Ein Trauerspiel in den USA ist die Industrieproduktion (Dienstag), die schon seit 2005 stagniert. Der reale handelsgewichtete US-Dollar-Wechselkurs hat dabei schon wieder Niveaus wie zuletzt 1985 erreicht. Die US-Industrie ist bei diesem Wechselkursniveau nicht wettbewerbsfähig und benötigt erhebliche Subventionen.
China: Anhaltende Konsumkrise und Deflation
Die Konsumentenpreise verzeichneten im November einen Rückgang von -0,6 Prozent zum Vormonat. Damit verschärften sich die deflationären Tendenzen in China, die auf eine erhebliche Konsumschwäche zurückzuführen sind, wie die Einzelhandelsumsätze (Montag) belegen dürften. Der Anteil des Konsums am BIP liegt in China schon unter 40 Prozent. Normal sind Werte von 60 bis 80 Prozent.
Die chinesische Regierung versucht bisher erfolglos dagegen zu steuern. Unter anderem versucht sie die Aktienkurse zu befeuern, um damit eine Stimmungsverbesserung bei den Konsumenten zu erzielen. Ein Blick nach Japan zeigt aber, dass während einer Deflation die Unternehmensgewinne kaum wachsen und damit der Aktienmarkt strukturell belastet ist. Mittelfristig entspricht die Kursentwicklung am Aktienmarkt der Entwicklung der Unternehmensgewinne, da das Kurs-Gewinn-Verhältnis in der Regel um einen Mittelwert schwankt.
Natürlich gibt es auch immer wieder positive zyklische Phasen mit steigenden Unternehmensgewinnen und Kursen, die aber unter einer Deflation nie dauerhaft sind. Die chinesische Regierung sollte sich daher darauf fokussieren, dauerhaft die Konsumquote auf normale Niveaus zu bringen. Dann wird auch der Aktienmarkt wieder eine strukturell positive Entwicklung verzeichnen.
Gleichzeitig bleibt der Export ein Wachstumsmotor, der die Industrieproduktion (Montag) antreibt.

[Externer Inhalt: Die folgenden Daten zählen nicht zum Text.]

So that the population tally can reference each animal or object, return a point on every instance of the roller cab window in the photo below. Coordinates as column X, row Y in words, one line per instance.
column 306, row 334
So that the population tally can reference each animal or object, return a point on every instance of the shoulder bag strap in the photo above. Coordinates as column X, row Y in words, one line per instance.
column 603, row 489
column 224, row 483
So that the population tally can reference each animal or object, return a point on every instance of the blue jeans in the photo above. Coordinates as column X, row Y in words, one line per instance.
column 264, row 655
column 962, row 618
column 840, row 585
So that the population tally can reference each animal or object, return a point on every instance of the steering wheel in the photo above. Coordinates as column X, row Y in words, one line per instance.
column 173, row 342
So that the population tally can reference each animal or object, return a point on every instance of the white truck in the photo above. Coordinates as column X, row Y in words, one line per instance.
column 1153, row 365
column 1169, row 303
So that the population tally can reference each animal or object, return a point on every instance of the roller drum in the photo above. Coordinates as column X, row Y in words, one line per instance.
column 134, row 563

Die Deflation in Kombination mit einer eher schwachen Währung sorgt für eine starke Wettbewerbsfähigkeit chinesischer Exporte.
Wir sehen gute Chancen für einen großen Stimulus des Konsums in China 2025 – vielleicht auch als Bestandteil von Verhandlungen mit den USA – und damit einen positiven Wachstumsimpuls für die Weltwirtschaft.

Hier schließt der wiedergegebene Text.